Many commentators, especially on the fan activist side, have pointed out that these rules won’t reduce ticket prices; quite so. But they were never going to. But what they do is mean that themain argument that has been used by clubs to refuse to reduce or to raise them can’t be used in the same way. Time after time, clubs told fans that price rises were necessary for the team to be competitive. We know that’s partly true, and partly a very, very easy line to spin in a sector where still too many fans have a default posture of credulity towards their clubs’ tendentious statements.

Indeed, as many writers have noted, if wages are capped in real terms, it makes life easier for owners to profit from the club. If owner subsidy is capped, the net impact will be to slow the rate of inflation in player costs (it will rise whenever a new increased TV deal comes along, but that’s a separate income stream to tickets). As a result, when clubs refuse to reduce prices, or even raise them, fans won’t be able to tolerate this on the basis of the manager needing the cash. It will be a simple exercise of rentier capitalism at work.

Maybe lots of fans will still go along with that, but I’d not be so sure. Every fan who pays an extortionate amount knows that there’s something fundamentally wrong about this, but everyone cleaves to the notion that this is all for the good of the team. It’s like a cohabiting couple pretending to live in separate rooms when traditionally-minded parents come to visit; everyone kind of knows what’s going on, but they’re grateful for the fact that they’ve been offered some hooks on which to hang their cognitive dissonance in mild comfort.

People can put up with a lot as long as they think they’re not having the complete piss taken out of them. With these regulations, that will be harder to do should clubs not respond to the demands of fans for cheaper football. The main thing yesterday signals is that at last there’s a framework in place for managing club finances; it’s been far, far far too long in arriving, but it would be churlish to reject for that reason.

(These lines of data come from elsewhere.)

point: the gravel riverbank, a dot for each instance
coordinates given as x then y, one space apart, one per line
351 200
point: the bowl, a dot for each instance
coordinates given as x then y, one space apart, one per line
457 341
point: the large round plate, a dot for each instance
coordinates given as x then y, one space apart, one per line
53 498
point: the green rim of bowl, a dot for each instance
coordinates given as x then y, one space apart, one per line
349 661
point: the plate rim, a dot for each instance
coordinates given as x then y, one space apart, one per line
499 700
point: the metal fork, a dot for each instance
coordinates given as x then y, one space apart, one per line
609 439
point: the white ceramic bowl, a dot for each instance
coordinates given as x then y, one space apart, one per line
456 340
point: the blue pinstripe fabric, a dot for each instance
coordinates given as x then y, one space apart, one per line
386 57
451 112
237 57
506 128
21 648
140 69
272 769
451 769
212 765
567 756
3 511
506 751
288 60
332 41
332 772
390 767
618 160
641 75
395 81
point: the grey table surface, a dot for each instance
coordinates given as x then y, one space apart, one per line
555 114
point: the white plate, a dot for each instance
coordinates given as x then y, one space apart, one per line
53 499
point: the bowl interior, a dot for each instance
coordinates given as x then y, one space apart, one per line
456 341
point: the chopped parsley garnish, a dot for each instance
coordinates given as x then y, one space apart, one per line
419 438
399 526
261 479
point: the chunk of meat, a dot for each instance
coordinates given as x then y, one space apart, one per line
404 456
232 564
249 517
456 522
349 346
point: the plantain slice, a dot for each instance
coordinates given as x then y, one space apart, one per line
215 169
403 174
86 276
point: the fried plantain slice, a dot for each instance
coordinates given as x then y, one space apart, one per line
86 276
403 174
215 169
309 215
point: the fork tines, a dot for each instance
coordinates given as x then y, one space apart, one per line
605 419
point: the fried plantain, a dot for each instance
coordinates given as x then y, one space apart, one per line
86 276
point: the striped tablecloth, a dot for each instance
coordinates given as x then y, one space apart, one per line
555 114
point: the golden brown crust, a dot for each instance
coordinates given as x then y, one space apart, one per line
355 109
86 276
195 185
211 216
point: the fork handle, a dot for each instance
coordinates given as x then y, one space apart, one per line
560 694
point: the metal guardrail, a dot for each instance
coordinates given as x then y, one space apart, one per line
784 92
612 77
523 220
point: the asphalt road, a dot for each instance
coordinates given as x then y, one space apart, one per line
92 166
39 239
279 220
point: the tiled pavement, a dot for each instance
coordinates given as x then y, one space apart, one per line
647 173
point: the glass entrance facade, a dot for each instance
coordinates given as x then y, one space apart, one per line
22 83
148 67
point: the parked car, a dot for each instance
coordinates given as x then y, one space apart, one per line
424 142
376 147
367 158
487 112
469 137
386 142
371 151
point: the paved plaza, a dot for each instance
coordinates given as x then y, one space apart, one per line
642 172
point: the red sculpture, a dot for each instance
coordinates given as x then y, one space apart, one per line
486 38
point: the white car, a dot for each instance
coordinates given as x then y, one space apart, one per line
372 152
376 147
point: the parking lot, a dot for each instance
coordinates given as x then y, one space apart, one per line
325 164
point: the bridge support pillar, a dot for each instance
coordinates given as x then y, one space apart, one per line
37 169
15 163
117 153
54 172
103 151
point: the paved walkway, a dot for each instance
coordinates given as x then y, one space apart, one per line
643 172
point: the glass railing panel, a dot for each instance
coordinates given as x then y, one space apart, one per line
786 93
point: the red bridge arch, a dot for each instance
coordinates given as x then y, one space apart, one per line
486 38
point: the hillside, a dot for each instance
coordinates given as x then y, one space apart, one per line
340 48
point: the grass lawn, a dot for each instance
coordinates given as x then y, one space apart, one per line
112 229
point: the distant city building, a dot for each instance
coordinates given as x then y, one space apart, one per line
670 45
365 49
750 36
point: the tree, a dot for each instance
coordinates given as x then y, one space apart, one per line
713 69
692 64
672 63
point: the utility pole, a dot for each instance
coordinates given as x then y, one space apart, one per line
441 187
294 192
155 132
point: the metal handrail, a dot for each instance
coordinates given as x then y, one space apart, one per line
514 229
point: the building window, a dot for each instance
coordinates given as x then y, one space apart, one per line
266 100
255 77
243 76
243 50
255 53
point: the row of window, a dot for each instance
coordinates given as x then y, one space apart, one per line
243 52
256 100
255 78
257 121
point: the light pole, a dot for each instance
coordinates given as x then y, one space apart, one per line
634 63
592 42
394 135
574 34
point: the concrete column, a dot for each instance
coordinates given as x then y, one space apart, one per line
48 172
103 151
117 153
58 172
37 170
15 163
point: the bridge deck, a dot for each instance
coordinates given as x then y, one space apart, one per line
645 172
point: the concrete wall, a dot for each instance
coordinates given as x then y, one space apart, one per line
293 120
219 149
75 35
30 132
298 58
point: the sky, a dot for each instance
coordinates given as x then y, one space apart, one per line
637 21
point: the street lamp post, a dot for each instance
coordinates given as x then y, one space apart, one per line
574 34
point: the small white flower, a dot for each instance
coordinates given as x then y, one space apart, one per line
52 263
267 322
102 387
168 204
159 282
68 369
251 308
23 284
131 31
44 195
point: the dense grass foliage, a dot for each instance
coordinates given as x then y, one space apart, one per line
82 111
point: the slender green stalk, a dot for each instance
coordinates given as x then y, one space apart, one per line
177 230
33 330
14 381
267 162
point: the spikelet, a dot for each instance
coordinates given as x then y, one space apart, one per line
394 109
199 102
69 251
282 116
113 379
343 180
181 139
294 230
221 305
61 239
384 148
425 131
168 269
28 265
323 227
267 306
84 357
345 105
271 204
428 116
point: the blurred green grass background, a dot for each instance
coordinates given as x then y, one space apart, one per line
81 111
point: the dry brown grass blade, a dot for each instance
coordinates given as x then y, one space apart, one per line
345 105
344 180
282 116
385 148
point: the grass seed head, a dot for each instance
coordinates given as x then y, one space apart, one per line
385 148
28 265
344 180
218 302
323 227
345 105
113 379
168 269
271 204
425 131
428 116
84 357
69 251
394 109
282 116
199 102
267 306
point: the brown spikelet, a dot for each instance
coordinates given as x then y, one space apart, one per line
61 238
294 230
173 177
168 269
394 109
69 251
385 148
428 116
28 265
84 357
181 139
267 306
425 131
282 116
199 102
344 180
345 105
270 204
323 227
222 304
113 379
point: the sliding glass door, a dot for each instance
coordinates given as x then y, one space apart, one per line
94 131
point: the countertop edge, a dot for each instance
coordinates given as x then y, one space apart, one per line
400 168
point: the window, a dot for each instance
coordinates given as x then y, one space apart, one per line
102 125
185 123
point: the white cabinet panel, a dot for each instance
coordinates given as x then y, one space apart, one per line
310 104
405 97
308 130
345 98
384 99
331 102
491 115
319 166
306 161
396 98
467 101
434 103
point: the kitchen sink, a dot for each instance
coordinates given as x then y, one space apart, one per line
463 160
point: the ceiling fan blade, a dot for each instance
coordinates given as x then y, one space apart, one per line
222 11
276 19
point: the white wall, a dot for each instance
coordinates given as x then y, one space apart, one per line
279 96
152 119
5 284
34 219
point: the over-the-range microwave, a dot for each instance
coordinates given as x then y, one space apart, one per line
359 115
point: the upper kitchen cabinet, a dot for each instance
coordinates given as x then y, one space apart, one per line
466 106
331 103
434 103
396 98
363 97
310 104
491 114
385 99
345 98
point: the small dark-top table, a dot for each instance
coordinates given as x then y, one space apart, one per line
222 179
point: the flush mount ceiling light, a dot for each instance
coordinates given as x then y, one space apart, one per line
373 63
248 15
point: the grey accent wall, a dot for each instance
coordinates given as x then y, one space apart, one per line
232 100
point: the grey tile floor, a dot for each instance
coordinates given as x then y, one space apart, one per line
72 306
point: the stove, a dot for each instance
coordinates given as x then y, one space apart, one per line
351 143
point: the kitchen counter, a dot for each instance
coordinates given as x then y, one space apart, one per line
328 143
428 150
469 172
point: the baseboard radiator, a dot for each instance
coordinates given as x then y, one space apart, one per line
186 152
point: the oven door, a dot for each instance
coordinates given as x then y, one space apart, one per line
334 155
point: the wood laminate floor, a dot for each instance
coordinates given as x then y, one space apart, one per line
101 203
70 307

But it has to be a first step. The strongest argument against any form of controls is that owners splurging money they may or may not have might be unedifying and unsustainable, but it’s the way in which clubs outside the historic big-guns fight their way to the top table. That’s true enough, but it’s not the only way it can happen. One could, of course, do something else that would actually address the problem is a far better and sustainable way.

The next battle then is to ensure that the smaller clubs in the Premier League get enough money to be competitve enough, which needs proper redistribution. But before rejoining the battle, fan activists should pause to congratulate themselves for the fact that something happened yesterday which for nearly a decade was said to be undesirable, impossible, unrealistic and impractical. 1-0 to the impractical dreamers.